Re: [patch 1/2] mm: fincore()

Andrew Morton <akpm@xxxxxxxxxxxxxxxxxxxx> · Fri, 15 Feb 2013 15:42:35 -0800

On Fri, 15 Feb 2013 18:13:04 -0500
Johannes Weiner <hannes@xxxxxxxxxxx> wrote:

> On Fri, Feb 15, 2013 at 01:27:38PM -0800, Andrew Morton wrote:
> > On Fri, 15 Feb 2013 01:34:50 -0500
> > Johannes Weiner <hannes@xxxxxxxxxxx> wrote:
> > 
> > > + * The status is returned in a vector of bytes.  The least significant
> > > + * bit of each byte is 1 if the referenced page is in memory, otherwise
> > > + * it is zero.
> > 
> > Also, this is going to be dreadfully inefficient for some obvious cases.
> > 
> > We could address that by returning the info in some more efficient
> > representation.  That will be run-length encoded in some fashion.
> > 
> > The obvious way would be to populate an array of
> > 
> > struct page_status {
> > 	u32 present:1;
> > 	u32 count:31;
> > };
> > 
> > or whatever.
> 
> I'm having a hard time seeing how this could be extended to more
> status bits without stifling the optimization too much.

See other email: add a syscall arg which specifies the boolean status
which we're searching for.

>  If we just
> add more status bits to one page_status, the likelihood of long runs
> where all bits are in agreement decreases.  But as the optimization
> becomes less and less effective, we are stuck with an interface that
> is more PITA than just using mmap and mincore again.
> 
> The user has to supply a worst-case-sized vector with one struct
> page_status per page in the range, but the per-page item will be
> bigger than with the byte vector because of the additional run length
> variable.

Yes, we'd need to tell the kernel how much storage is available for the
structures.

> However, one struct page_status per run leaves you with a worst case
> of one syscall per page in the range.

Yes.

> I dunno.  The byte vector might not be optimal but its worst cases
> seem more attractive, is just as extensible, and dead simple to use.
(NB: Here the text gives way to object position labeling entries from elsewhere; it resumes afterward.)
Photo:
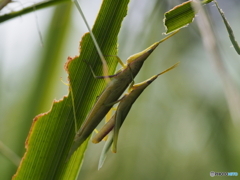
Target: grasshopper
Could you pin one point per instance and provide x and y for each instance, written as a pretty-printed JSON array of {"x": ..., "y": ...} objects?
[
  {"x": 119, "y": 82},
  {"x": 122, "y": 111}
]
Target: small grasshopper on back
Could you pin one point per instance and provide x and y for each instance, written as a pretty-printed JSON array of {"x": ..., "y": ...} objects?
[
  {"x": 122, "y": 111},
  {"x": 119, "y": 82}
]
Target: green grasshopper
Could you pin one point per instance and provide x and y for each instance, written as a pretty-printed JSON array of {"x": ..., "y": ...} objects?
[
  {"x": 119, "y": 82},
  {"x": 122, "y": 111}
]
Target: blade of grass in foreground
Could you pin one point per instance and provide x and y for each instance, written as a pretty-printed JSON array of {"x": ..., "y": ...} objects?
[{"x": 52, "y": 133}]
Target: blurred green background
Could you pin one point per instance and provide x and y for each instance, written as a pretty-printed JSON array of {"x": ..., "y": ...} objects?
[{"x": 180, "y": 128}]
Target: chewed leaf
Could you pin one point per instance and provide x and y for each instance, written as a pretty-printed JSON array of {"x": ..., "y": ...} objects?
[
  {"x": 180, "y": 16},
  {"x": 52, "y": 133}
]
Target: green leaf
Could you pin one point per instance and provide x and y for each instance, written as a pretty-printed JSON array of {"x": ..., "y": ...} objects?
[
  {"x": 229, "y": 29},
  {"x": 52, "y": 133},
  {"x": 180, "y": 16}
]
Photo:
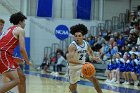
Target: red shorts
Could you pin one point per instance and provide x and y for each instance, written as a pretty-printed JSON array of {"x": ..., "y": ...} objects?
[{"x": 6, "y": 62}]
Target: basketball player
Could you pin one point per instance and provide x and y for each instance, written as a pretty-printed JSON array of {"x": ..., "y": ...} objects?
[
  {"x": 8, "y": 41},
  {"x": 1, "y": 25},
  {"x": 76, "y": 56}
]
But I think "which pages from this 4TB file are in core" will not be an
uncommon usage, and writing a gig of memory to find three pages is just
awful.

I wonder what the most common usage would be (one should know this
before merging the syscall :)).  I guess "is this relatively-small
range of the file in core" and/or "which pages from this
relatively-small range of the file will I need to read", etc.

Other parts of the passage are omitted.